As it is, Bopela and Luthuli provide further invaluable evidence of what separates the ANC as a matter of principle from ZAPU and ZANU in Zimbabwe. Describing their joint training in Zambia in 1966 with ZIPRA troops of the Zimbabwe African People's Union (ZAPU), led by Joshua Nkomo and James Chikerema, prior to their joint engagment with ZIPRA in the Wankie campaign, they write:

"The ZIPRA men puzzled the MK soldiers. They spent much of their time boasting about what they intended to do to ZANLA [army of ZANU] if they ever met up in the bush. They swore they would wipe them out. ...It seemed they considered ZANLA the real enemy and not the Rhodesians". There is a good deal more in this book about the intensity of this tribal conflict in Zimbabwe, with convincing evidence of deliberate efforts by ZAPU and ZIPRA to overthrow the elected government of Rober Mugabe in the early 1980s, prior to the Gukurahundi massacres carried out by ZANU/state forces organised in 5-Brigade and trained for the purpose by North Korean advisers. As the authors say, "This ZAPU-ZANU rivalry would cause us great distress later." (p.53)

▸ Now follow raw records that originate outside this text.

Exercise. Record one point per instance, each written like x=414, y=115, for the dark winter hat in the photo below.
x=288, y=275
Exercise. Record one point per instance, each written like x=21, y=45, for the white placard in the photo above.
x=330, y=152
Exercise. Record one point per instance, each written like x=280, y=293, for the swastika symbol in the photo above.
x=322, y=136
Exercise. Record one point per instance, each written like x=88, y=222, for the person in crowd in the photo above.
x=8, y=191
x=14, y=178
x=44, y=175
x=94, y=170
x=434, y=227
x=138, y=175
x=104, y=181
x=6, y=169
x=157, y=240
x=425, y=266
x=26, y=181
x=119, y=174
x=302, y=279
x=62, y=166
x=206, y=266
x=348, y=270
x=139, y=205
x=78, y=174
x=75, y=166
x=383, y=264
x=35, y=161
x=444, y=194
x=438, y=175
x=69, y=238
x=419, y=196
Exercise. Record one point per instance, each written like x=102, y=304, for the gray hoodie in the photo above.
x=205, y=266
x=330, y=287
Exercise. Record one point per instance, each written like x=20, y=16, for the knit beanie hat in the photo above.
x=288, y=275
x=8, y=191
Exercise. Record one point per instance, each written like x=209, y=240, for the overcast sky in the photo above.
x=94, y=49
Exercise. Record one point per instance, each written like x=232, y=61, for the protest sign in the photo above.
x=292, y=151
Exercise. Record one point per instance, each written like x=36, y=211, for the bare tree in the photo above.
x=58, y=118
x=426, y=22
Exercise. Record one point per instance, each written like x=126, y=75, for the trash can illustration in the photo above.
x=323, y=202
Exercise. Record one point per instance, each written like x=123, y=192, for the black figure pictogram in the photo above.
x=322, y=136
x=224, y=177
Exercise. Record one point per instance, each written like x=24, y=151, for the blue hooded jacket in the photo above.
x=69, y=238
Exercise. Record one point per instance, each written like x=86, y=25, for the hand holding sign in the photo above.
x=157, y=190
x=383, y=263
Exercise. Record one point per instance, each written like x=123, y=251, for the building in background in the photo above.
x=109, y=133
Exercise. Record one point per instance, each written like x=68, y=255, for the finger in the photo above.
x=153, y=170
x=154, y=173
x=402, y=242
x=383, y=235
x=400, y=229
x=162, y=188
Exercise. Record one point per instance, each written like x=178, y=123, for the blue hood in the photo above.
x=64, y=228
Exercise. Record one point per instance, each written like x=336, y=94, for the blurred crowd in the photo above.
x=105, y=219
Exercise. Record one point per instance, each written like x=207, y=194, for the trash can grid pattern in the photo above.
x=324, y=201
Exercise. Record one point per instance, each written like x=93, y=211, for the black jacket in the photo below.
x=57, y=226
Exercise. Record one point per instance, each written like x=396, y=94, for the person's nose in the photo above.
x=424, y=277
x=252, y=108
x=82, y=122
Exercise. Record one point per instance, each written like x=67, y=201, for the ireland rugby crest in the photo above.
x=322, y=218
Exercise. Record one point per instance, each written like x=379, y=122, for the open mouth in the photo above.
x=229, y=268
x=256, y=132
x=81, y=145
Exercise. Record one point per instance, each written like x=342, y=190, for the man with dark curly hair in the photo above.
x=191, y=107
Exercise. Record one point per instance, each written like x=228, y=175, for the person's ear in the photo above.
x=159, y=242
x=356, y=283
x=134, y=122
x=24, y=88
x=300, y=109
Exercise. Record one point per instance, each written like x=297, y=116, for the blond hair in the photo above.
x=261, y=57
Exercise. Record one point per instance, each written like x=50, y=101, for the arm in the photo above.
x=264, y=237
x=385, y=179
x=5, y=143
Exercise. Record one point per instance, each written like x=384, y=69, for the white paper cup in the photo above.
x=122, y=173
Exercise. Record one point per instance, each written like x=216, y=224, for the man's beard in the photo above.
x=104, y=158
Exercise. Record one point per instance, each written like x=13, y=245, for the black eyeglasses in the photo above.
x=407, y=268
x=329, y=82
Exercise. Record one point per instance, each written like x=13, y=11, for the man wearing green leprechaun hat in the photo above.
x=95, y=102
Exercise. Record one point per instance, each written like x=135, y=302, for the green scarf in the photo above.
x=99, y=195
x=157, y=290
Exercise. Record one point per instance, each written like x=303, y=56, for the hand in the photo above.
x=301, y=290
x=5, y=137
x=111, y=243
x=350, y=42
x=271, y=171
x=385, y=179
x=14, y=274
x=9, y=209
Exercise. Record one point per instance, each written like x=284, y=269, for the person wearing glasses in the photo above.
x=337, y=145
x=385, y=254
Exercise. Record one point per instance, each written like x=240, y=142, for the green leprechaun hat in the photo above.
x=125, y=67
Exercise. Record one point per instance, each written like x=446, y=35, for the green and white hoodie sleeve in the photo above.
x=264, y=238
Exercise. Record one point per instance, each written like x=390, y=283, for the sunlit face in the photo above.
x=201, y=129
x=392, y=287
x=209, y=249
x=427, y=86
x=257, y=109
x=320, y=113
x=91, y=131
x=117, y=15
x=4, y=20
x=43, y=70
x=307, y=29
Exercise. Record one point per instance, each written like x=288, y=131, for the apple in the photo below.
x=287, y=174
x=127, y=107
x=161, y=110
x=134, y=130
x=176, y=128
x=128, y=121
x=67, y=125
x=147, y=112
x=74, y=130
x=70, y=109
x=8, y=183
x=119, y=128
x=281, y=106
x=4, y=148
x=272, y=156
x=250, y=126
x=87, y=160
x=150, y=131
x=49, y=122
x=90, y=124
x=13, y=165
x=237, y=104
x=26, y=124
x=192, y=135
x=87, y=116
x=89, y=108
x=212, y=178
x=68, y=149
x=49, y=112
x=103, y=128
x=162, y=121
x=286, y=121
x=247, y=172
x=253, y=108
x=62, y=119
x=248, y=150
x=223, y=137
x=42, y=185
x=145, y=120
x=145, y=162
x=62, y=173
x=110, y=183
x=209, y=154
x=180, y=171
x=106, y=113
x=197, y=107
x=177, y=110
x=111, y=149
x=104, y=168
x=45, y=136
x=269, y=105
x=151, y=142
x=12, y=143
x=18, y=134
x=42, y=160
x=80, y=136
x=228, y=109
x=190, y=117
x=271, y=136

They conclude: "While we believe it was correct for ZANU-PF to view ZAPU as a serious security threat, the 5-Brigade operations in Matabeleland ... can never be justified or excused. ...It was clear that 5-Brigade had been sent to Matabeleland to rape women, kill men and burn huts, rather than curb dissident activity. ...The situation deteriorated into a well-orchestrated ethnic cleansing, with the Shona avenging on the Ndebele who had colonised them under Mzilkazi. The struggle for power between Joshua Nkomo and Robert Mugabe degenerated into a bloodbath. For a people who had just emerged from a liberation struggle against white colonialism, it was shameful and degrading." (pp.216-217)

It is not appropriate at this point to give further information, whether about anti-Zulu chauvinism within the ANC in exile continuing as late as 1991 (see my article, written for the support organisation Justice for Southern Africa in London, "A Purge of Zulu-speakers in ANC Camps in Tanzania?", 22 August 1991, published in Searchlight South Africa No.8, January 1992, pp.29-32), or about violent anti-Mpondo slogans shouted in the organised attack by local ANC structures on the Abahlali baseMjondolo settlement at Kennedy Road in Durban on the night of 28 September last year.

The point is clear. If the ANC now fudges the "shameful and degrading" endorsement of the Mugabe government by Julius Malema, as Bopela and Luthuli rightly describe the behaviour of this vile regime, it will in fact endorse what Bopela and Luthuli also call a "well-orchestrated ethnic cleansing" and a "bloodbath", in violation of the "fundamental ideological position of the ANC [which] was, and still is, unity of the tribes".

Jacob Zuma played a crucial and honourable role in binding up the nation's wounds in the approach to the elections in April 1994, when, as Bopela and Luthuli write, "South Africa teetered on the brink of full-out civil war". (p.255) It remains to be seen now whether as President he will undo this act of healing, and inflame the ancient wounds, with fatal consequences for the country.